It took her a few seconds to work up the courage. When she did, her breath caught. She felt nothing. She glanced down towards her hand, panic at being paralyzed fighting with caution to keep her head from tilting with her eyes. An arm of pure metal rested besides a torso covered in articulated tungsten plates. The fingers were wiggling, but she couldn’t feel a thing.
That wasn’t a suit, was it? Was she completely artificial? Why couldn’t she feel anything? She tried to order the questions flooding her mind in such a way that she wouldn’t ask anything that might get her killed until she’d confirmed whether or not that was on the table. “What’s that…that device on the ceiling?” she asked.
“That is an AT gun,” the man said, sounding like he’d had this conversation often enough to be sick of it, but not often enough to have rote responses gouged deep into his memory, “to thwart any killer cyborg rampages. We frown heavily on cliche in this company. Don’t do any murders and we’ll get along just fine.”
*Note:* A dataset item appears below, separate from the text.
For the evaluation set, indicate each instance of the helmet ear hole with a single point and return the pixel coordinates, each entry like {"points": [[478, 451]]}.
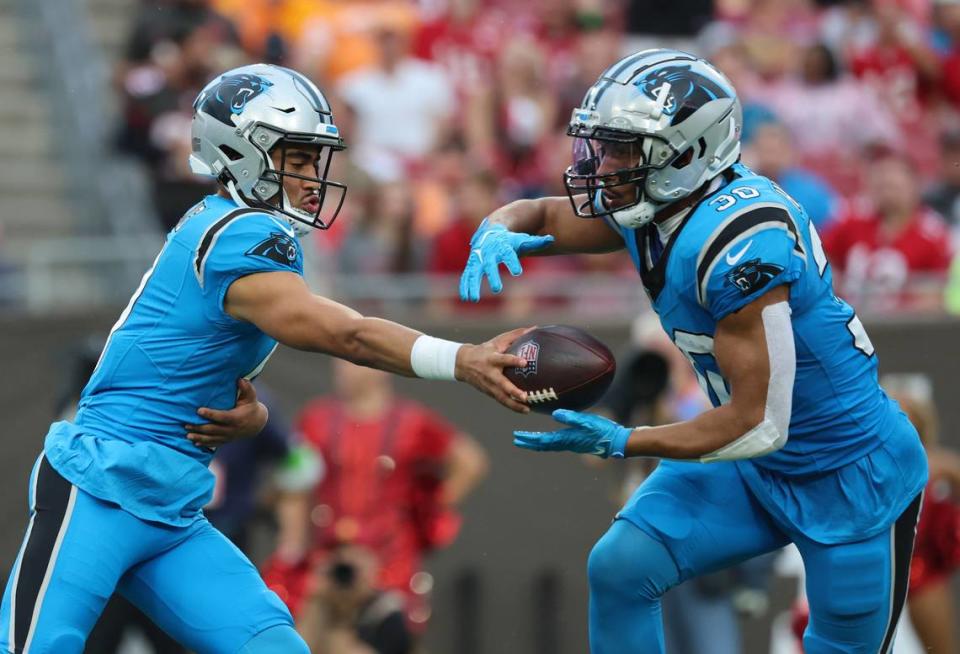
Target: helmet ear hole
{"points": [[683, 160], [230, 153]]}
Easy to say when the anti-tank weapon wasn’t pointed at his head. “I’m a cyborg,” she said, a statement rather than a question. “Why…” she caught herself, wondering if this question would get her blown up. He said the gun was only in case she attacked someone, but could someone who aimed AT guns at random strangers really be trusted? But her curiosity got the better of her. “Why can’t I remember anything?”
“You just woke up, there’s nothing to remember,” the man said.
Before she could ask another question, an image appeared in her vision, and she yelped in surprise. A floating green robot lying down, though she couldn’t see what it was meant to be lying on. Its arm and articulated metal torso looked the same as the body she’d seen when she looked towards her arm.
“Oh, heads up, I’m turning on your HUD,” the man said.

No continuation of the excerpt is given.